Of course not. Only people who believe every stupid OHPI poll that comes out would think that.

That may exaggerate the reality -- but even a 6% lead for Biden (OH PI has 10%, and 4% is about the margin of error) is a near-killer at this stage of the Presidential race. Consider that Arizona has a fast-growing Mexican-American population, and that it has credibility in politics. If the Democrats are using one of their strongest assets from their convention, then it may be ads that have a young woman who looks like a high-fashion model lamenting the death of her father from COVID-19 and connecting that to Trump policies eloquently and coherently. That could explain much. (Anyone from Arizona?)  

As significant is that a CNN poll has Biden up 52-42 in Wisconsin today. That too is a killer at this stage.  At this point I would figure that either Arizona or Wisconsin seals a Biden win. A 10% lead for Biden in Arizona is now credible due to GOP bungling of COVID-19 at both the state and federal level. It is just as bad that Trump doesn't crack 42 in Wisconsin as that Biden is at 52. There was a FoX News poll that had Biden up 9% in Arizona...

A 10% lead gives one about a 91% chance of winning the state at this stage. Arizona and Wisconsin are different enough that they might not quite move in tandem.

Probability is multiplicative.
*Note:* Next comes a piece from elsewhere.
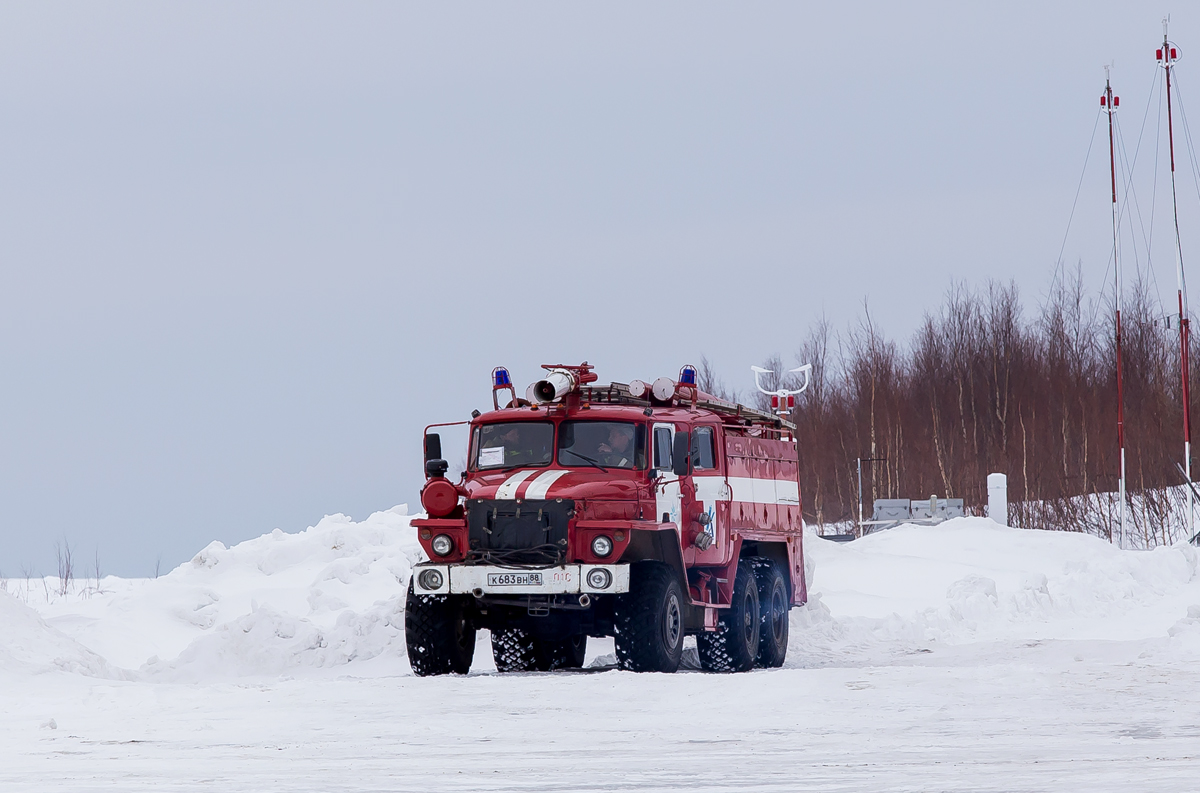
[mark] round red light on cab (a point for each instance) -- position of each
(439, 497)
Trump will need both Arizona and Wisconsin, and his chance of winning both is .09 x .09 = .0081, which is less than 1%.  So it's only 9%? Then it is .13 x .09 = .0107, which is just over 1%.
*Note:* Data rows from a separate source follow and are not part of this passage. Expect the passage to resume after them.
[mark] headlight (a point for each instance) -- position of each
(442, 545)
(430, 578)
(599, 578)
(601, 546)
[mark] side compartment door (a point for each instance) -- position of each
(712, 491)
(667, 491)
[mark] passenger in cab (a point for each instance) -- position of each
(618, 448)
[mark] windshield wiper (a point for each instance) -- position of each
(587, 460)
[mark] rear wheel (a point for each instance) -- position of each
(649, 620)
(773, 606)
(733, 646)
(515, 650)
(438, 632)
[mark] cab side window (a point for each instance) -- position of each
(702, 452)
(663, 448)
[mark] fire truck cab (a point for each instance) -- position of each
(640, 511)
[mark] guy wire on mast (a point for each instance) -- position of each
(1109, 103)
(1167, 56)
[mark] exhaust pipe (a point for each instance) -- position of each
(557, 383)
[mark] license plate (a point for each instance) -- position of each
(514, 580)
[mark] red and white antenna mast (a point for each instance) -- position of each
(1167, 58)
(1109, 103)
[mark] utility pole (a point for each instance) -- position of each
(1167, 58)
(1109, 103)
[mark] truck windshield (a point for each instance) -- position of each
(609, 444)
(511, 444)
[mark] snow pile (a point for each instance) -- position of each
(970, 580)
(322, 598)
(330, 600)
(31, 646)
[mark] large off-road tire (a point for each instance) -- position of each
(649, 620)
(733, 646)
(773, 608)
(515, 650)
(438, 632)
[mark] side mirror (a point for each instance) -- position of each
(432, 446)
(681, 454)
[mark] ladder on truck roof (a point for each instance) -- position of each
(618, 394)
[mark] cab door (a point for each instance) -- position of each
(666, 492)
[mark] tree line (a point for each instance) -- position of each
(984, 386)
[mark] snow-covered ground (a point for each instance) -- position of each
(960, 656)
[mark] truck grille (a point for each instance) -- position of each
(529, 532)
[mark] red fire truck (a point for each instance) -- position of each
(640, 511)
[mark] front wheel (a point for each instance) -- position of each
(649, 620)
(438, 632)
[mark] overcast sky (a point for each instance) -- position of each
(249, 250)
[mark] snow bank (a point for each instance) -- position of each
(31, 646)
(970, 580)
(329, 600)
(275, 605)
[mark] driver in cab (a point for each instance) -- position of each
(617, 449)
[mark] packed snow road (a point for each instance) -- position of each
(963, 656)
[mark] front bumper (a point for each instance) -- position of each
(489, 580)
CNN also polled North Carolina, a state which Donald Trump absolutely, positively, must win. A 3% lead gives Biden a 64% chance of winning if nothing goes screwy. Things get worse for Trump with this result... and although he has a 36% chance of winning North Carolina, his position there in no way helps him. North Carolina is very different from both Arizona and Wisconsin, so between Arizona, North Carolina, and Wisconsin, Trump has this chance of winning all three (and, really, he must):

.09 x .09 x .36 = 0.002916  .. or one in almost 343 if you see the results in Arizona, North Carolina, and Wisconsin.
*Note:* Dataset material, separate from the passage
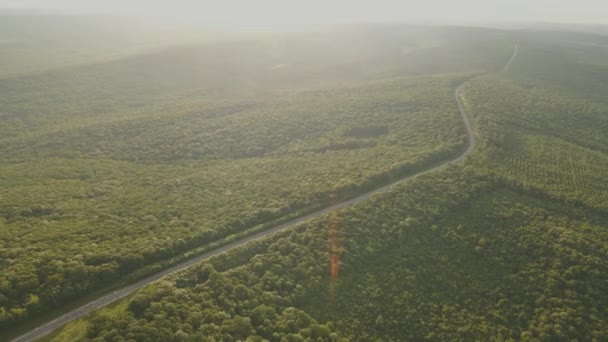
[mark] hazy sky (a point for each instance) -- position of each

I can play other games with probability. Take two states in which Trump seems to have an edge. A couple days ago Nate Silver had Trump's probability of winning Texas at 68% and of winning Iowa at 67%. A two-thirds chance of winning both states separately is not the same as the chance of winning them together.

.67 x .68 = .4556.

As a Democrat who absolutely despises Trump, I would be biting my fingernails off if the election hinged on Iowa and Texas singly as chances for a Biden win, but even that combination (OK, Biden will win Wisconsin should he win Iowa) would have an even harsher effect on some Trump supporter who takes statistics and probability seriously. Regrettably for the quality of their lives, they don't take probability and statistics seriously. (At the college level, statistics is the easiest set of math courses). Trump would have slightly more than a 45% chance of winning.

"45" is a lucky number? Only fools believe in lucky numbers.      

I am slow to recognize the effects of events upon polling, but nothing that Trump has said recently better resembles what one might hear from a statesman than a madman. The has deprecated America's soldiers, which doesn't make friends even on what President Trump calls "the Left", and he has been exposed as a liar (and not simply wrong) about COVID-19.